One of the things that I like about myself is that I come from a salt-water community. It’s the brine in the air that made my community not quite a unique community but similar to other enhanced places like Wemindji, Attawapiskat and the like. The taste of salt in the air seems to make your day a little fresher as you wind through the cresting waves fighting the current and even larger waves from all directions. This creates fear in those who know not the bay and its islands and greenhorns reel in horror when we tell them that these are just small waves.
These waters are home to the anadro-mous trout, or sea trout, which I think, when smoked lightly, is the best tasting fish next to the white fish that abound in many tightly packed schools. Sea trout cruise the bay waters for seven years before returning to their place of birth to spawn and sometimes you can get the fourteen year old ones, which have grown to tremendous sizes. Other fish found here are cod, which are not fished and come in extra, extra large size, (don’t tell the Newfies, otherwise they’ll be here in a century or two and fish only the bigger, sparking another fishy war like burnt church, except we’ll send the lawyers out in the boats and see if they sink or swim).
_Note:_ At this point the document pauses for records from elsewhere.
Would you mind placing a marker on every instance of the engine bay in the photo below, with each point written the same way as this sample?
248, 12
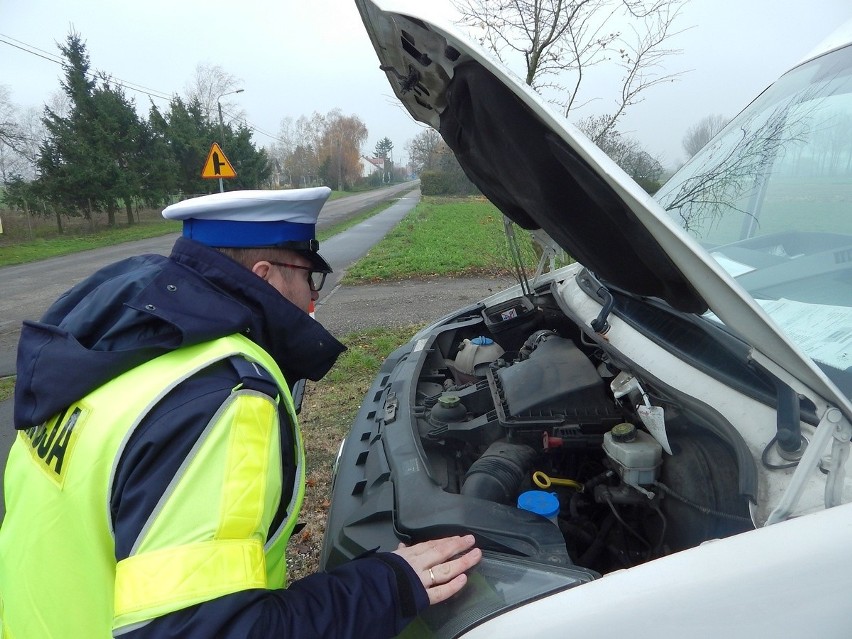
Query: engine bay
519, 410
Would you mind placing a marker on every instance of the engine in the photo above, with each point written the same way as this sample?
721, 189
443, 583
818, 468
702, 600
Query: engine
538, 418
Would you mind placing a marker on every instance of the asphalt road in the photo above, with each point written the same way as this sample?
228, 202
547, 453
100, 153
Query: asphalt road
29, 289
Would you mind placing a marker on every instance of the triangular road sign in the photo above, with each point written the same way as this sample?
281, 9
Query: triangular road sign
217, 165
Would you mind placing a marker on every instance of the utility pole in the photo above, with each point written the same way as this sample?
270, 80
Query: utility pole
222, 128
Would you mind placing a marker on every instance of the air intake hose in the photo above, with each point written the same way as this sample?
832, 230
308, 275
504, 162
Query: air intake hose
497, 475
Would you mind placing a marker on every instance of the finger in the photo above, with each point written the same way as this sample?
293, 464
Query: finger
429, 553
446, 572
445, 591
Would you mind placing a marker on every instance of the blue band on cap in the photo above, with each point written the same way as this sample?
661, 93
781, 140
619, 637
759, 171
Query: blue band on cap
231, 234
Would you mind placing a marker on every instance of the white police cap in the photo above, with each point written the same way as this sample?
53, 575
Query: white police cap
247, 219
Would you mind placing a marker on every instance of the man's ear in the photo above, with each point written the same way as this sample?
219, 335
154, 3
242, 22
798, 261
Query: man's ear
261, 269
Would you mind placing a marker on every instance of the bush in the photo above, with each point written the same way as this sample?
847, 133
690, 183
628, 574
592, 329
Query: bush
446, 183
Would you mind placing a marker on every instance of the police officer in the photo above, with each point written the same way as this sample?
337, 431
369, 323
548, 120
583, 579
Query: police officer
158, 469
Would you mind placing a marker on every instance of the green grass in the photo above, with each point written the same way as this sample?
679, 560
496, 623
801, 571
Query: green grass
440, 237
41, 249
48, 243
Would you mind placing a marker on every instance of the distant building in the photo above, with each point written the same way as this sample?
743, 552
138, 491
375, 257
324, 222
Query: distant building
371, 165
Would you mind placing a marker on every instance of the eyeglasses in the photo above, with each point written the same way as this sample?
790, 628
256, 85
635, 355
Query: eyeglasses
316, 279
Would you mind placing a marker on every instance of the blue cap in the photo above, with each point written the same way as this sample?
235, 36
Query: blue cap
539, 502
248, 219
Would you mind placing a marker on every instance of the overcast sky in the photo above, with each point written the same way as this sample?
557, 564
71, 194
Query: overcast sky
295, 57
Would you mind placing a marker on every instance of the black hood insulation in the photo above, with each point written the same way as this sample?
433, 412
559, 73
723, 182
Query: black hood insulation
537, 180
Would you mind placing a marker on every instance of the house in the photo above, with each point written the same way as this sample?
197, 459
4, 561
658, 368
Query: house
371, 165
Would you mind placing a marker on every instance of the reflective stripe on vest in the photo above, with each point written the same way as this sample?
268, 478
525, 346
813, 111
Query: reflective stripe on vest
57, 562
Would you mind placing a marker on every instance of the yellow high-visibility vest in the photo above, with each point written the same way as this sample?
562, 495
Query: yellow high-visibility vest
209, 536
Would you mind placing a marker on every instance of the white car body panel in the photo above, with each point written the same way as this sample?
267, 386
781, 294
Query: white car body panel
783, 581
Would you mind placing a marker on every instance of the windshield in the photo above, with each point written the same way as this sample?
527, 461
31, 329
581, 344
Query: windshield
771, 199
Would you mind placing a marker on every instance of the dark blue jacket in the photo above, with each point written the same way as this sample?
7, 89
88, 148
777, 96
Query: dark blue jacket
136, 309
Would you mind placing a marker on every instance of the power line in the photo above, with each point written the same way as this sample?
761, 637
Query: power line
132, 86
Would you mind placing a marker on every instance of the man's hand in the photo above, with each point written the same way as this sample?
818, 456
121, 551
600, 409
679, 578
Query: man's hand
441, 565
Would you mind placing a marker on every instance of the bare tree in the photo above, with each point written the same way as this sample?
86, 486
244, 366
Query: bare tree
560, 41
625, 151
209, 84
20, 136
421, 150
701, 133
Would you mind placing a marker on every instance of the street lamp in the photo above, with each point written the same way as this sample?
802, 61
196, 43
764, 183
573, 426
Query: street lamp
222, 127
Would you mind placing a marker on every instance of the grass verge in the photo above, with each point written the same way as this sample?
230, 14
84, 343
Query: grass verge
441, 237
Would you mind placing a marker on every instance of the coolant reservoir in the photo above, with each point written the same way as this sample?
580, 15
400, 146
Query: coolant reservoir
476, 351
637, 454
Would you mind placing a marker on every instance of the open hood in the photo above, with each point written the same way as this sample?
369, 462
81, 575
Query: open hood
542, 172
535, 167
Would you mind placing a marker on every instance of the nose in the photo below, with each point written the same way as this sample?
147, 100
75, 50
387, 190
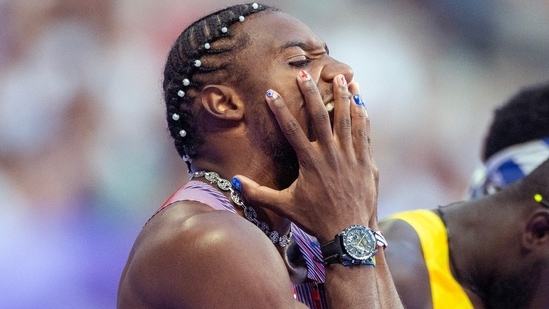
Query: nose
334, 67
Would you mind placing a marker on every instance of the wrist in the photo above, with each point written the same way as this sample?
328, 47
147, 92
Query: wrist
354, 245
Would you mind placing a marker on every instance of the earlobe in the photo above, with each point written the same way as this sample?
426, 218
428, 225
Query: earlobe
537, 230
221, 102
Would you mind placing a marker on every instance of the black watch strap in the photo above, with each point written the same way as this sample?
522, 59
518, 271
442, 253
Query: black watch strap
332, 252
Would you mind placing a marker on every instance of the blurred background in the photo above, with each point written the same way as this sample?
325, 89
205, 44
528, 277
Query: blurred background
85, 158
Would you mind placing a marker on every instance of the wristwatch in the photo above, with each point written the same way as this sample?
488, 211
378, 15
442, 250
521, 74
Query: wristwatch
355, 245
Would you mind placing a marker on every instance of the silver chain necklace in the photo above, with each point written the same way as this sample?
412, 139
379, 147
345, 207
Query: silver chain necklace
249, 212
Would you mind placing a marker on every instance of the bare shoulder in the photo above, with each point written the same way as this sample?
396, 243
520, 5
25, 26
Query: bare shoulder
190, 256
407, 264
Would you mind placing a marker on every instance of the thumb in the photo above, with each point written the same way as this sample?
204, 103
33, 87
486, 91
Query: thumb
257, 195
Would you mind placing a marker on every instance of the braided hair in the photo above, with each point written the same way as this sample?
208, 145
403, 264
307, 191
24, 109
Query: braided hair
205, 52
525, 117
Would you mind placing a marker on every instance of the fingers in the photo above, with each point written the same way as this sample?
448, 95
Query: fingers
318, 114
342, 116
261, 195
360, 124
287, 122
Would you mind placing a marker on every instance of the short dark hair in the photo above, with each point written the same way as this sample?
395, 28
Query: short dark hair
205, 52
525, 117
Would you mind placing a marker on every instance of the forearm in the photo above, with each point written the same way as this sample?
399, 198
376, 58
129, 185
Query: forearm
388, 295
351, 287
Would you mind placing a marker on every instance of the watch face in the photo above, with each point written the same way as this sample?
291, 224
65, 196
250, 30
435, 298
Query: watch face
359, 242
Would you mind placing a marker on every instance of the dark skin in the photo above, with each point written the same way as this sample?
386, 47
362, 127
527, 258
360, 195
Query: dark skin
500, 247
189, 256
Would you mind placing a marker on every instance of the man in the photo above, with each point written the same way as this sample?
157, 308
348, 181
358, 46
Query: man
423, 266
250, 91
516, 143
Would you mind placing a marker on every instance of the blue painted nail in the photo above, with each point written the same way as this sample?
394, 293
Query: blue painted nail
357, 99
272, 94
236, 184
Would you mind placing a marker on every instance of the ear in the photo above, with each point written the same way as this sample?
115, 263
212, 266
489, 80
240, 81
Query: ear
222, 102
537, 229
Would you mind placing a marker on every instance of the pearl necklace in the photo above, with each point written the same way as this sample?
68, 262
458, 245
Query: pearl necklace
249, 212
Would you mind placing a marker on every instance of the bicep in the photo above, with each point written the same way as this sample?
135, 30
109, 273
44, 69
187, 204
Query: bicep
407, 264
218, 260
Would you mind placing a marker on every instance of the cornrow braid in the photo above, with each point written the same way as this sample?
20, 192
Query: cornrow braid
204, 52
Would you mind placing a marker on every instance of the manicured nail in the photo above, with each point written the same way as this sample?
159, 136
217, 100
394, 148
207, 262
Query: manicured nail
357, 99
304, 75
236, 184
271, 94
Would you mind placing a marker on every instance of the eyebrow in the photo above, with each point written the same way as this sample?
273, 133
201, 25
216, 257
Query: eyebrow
302, 45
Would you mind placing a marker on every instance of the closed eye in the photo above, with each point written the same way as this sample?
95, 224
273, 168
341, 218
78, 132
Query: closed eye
300, 63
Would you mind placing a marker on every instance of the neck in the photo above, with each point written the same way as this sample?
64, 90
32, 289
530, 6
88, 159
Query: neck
274, 226
463, 239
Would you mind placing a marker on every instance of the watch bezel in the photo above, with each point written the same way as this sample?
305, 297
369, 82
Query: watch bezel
350, 240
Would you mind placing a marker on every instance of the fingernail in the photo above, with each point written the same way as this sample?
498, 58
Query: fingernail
236, 184
272, 94
304, 75
357, 99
It was with these red flesh-colored fish in mind that we set out to the bay near Governor’s Island and cast for those elusive trout. Buddy caught a nice one with his first cast and that was it for the day, so we turned our attention to the many berries that covered the ground. Goose, blue, black and raspberries were on the menu for the next few hours as the warm wind blew from the land, making us feel that this was a good day to be out in the bay.
“This is the life.” I told the greenhorn.
I came out in the bay with Buddy, who happened to take out a southerner and a few friends and I hopped on to kill time and enjoy the sunny day. Greenhorn came from Montreal and it was the first time out in a freighter canoe. “This is the first time I went on a boat like this,” he yelled over the wind and spray. “The waves are a little big and it’s very windy! Do you think the waves will be bigger out in the bay?” he queried. Somehow, I felt like a tour guide and I rambled on about my home town that I was born at that particular spot, the general history of my people, how tourism effects the economy and how bad the media can hurt a small industry by poking fun at tour operators.
“I read in the Magazette that some tourists had taken a tour of the island and the bay and a local had hopped in with them, then charged the tourists a hundred dollars afterwards,” he commented further, “I think that kind of action is rare and I’m enjoying myself” So am I, I thought, while wolfing down raspberries by the handful. It was one of those beautiful sunny days when the bugs weren’t out. It wasn’t unbearably hot, like Montreal, where my comrades dared me to write about their heat-fest, simmering in 34 degree weather, in an air-conditioned office no less. Tough for them. Give me the fifty-fourth parallel any day.